Table 2 presents number of events, person years, incidence rates, and confidence intervals by time-fixed and time-varying variables.

Variable Events PYs IR (95% CI)
HCT
  Unexposed 131 4702 2.79 (2.35, 3.31)
  Exposed 117 3834 3.05 (2.55, 3.66)
Gender
  Female 190 4344 4.37 (3.79, 5.04)
  Male 58 4193 1.38 (1.07, 1.79)
Age
  15–19 188 6570 2.86 (2.48, 3.30)
  20–24 60 1966 3.05 (2.37, 3.93)
Distance to Nearest Clinic
  <2 km 81 2804 2.89 (2.32, 3.59)
  2–5 km 129 4166 3.10 (2.61, 3.68)
  >5km 38 1567 2.43 (1.76, 3.33)
Education
  ≤ primary 41 1724 2.38 (1.75, 3.23)
  some secondary 177 5733 3.09 (2.66, 3.58)

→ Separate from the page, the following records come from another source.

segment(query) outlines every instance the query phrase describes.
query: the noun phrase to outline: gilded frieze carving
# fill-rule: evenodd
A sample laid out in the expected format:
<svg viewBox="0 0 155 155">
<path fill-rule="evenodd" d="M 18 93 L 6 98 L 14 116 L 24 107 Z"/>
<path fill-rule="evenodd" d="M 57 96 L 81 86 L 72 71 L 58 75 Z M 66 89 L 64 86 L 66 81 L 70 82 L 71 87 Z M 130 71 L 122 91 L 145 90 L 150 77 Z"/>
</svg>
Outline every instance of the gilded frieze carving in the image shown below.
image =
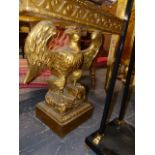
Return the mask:
<svg viewBox="0 0 155 155">
<path fill-rule="evenodd" d="M 63 19 L 75 24 L 119 34 L 123 21 L 104 13 L 99 6 L 81 0 L 21 0 L 20 12 Z"/>
</svg>

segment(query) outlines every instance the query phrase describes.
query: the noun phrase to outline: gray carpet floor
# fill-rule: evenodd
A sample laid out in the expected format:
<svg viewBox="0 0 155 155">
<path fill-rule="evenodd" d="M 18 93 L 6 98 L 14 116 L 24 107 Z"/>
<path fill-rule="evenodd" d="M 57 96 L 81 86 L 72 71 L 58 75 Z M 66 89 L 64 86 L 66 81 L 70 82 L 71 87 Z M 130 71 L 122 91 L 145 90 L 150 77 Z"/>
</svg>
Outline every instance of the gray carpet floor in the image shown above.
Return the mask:
<svg viewBox="0 0 155 155">
<path fill-rule="evenodd" d="M 105 102 L 105 69 L 98 69 L 96 73 L 96 89 L 90 88 L 90 76 L 85 73 L 82 83 L 87 87 L 88 100 L 94 105 L 93 116 L 66 137 L 59 138 L 53 131 L 35 117 L 35 106 L 44 100 L 47 89 L 21 89 L 19 109 L 19 152 L 20 155 L 95 155 L 86 146 L 85 137 L 97 130 L 100 126 Z M 113 110 L 109 120 L 116 118 L 119 113 L 123 84 L 116 82 L 113 96 Z M 127 123 L 135 125 L 135 93 L 129 98 L 125 116 Z"/>
</svg>

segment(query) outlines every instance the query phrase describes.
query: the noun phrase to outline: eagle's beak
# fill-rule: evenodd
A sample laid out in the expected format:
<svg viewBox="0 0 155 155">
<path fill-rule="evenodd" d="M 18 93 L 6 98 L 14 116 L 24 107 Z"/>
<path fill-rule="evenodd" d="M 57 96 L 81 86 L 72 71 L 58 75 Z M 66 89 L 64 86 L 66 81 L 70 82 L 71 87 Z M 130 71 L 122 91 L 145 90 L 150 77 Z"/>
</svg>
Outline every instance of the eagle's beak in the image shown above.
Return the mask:
<svg viewBox="0 0 155 155">
<path fill-rule="evenodd" d="M 29 67 L 29 70 L 26 74 L 26 77 L 24 78 L 23 83 L 24 84 L 28 84 L 30 83 L 32 80 L 34 80 L 37 75 L 39 74 L 39 67 L 37 65 L 33 65 Z"/>
</svg>

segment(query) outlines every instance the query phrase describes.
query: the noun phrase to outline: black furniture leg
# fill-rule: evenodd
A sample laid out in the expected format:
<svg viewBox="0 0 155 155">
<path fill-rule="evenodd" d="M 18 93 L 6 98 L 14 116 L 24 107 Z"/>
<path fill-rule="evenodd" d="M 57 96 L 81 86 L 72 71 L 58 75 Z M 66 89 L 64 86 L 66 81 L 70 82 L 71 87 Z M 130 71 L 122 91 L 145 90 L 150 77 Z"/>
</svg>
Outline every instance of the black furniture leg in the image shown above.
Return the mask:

  ≥secondary 30 1080 2.78 (1.94, 3.97)
Reported sexual debut
  Yes 171 3731 4.58 (3.95, 5.32)
  No 77 4806 1.60 (1.28, 2.00)
Condom use at last sex
  Yes 56 1397 4.01 (3.08, 5.21)
  No 115 2333 4.93 (4.11, 5.92)
Sex Partners in Last 12 months
  0 84 4859 1.73 (1.40, 2.14)
  1 152 3291 4.62 (3.94, 5.42)
  ≥2 12 389 3.10 (1.76, 5.46)
Ever Pregnant (females)
  Yes 78 1153 6.77 (5.42, 8.45)
  No 112 3191 3.51 (2.92, 4.22)
Ever Father (males)
  Yes 6 219 2.72 (1.22, 6.04)
  No 52 3972 1.31 (1.00, 1.72)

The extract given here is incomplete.